La gamma è composta da cinque versioni, ovvero Sport, Design, Business a cui seguono le Business Sport e Business Design che associano le caratteristiche dei modelli già citati. In fase di lancio sono disponibili il propulsore 3.0 TDI V6 da 286 cavalli, quindi successivamente è programmata l’introduzione di un’unità meno potente da 231 cavalli. L’arrivo dei più compatti quattro cilindri, tra cui figura un 2.0 litri TDI da 204 cavalli, è prospettato in autunno. A seguire, dunque, il vulcanico 3.0 litri TFSI V6 da 340 cavalli. Le unità sei cilindri sono anche potenziate da una tecnologia mild-hybrid (un sistema ibrido leggero) da 48 Volt. A differenza dei quattro cilindri, che ne vantano uno più contenuto da 12 Volt. Inoltre le unità Diesel V6 sono legate a una trasmissione Tiptronic arricchita da convertitore di coppia a otto marce, mentre i modelli spinti dal più potente TFSI e dai quattro cilindri, sono abbinati a un sistema a doppia frizione S tronic sette rapporti. Le cifre partono da 62.100,00 Euro, valutando una A6 50 TDI quattro Tiptronic da 286 cavalli.

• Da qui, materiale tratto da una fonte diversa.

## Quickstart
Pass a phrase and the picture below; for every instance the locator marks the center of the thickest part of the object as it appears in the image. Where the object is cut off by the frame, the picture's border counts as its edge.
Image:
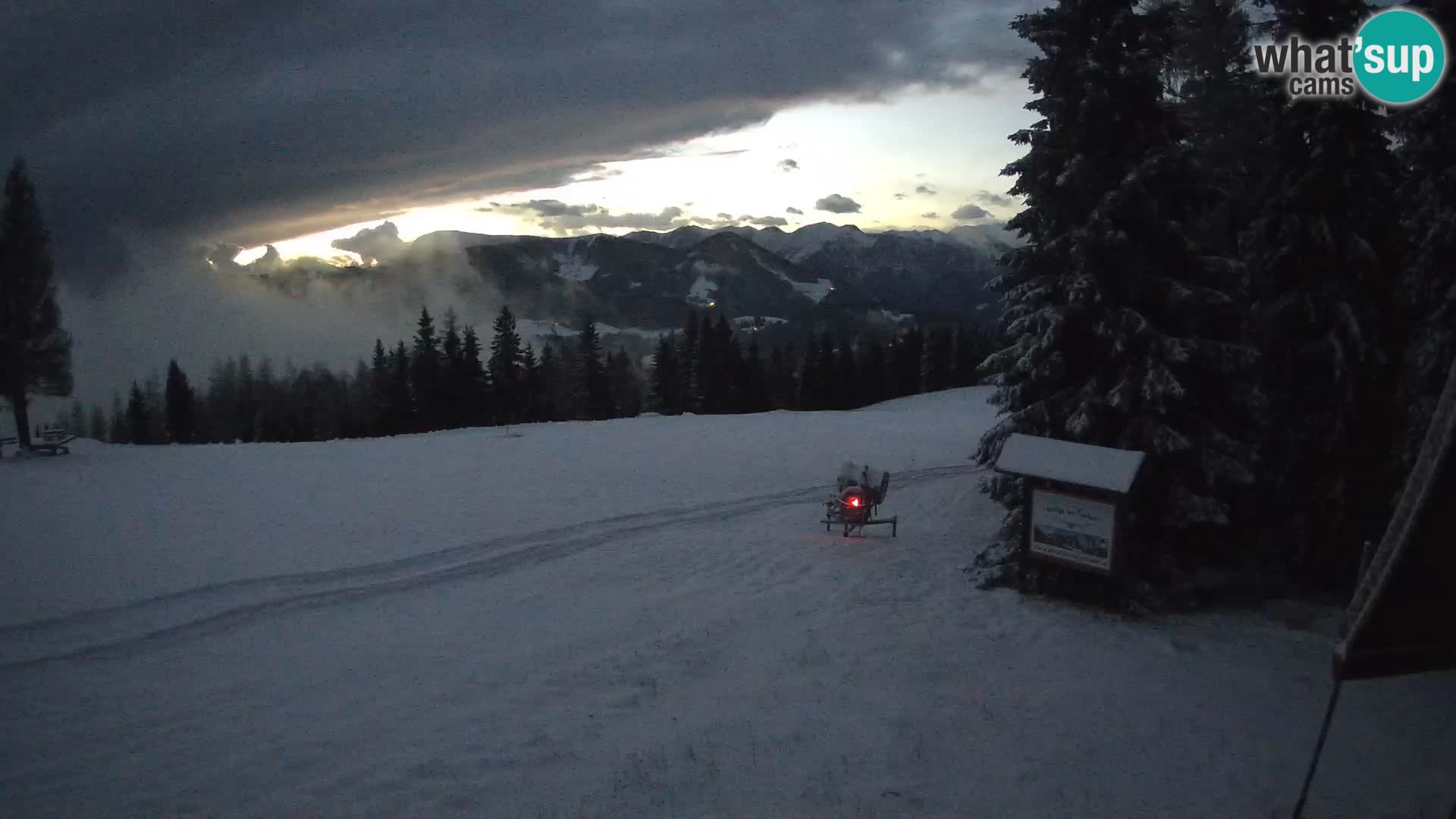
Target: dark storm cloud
(249, 121)
(566, 219)
(970, 212)
(836, 203)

In sintesi: un’ottima auto per chi non cerca la sportività elegante di una A7, né le dimensione troppo generose di una A8. Il cui dinamismo risulta coinvolgente, ma composto. Quando in autunno arriverà la versione Avant, si potrà anche disporre di maggior spazio, nonostante risulti già abbondante. E saremo di fronte sicuramente, vista la bellezza della berlina, a una nuova regina tra le station wagon del segmento E.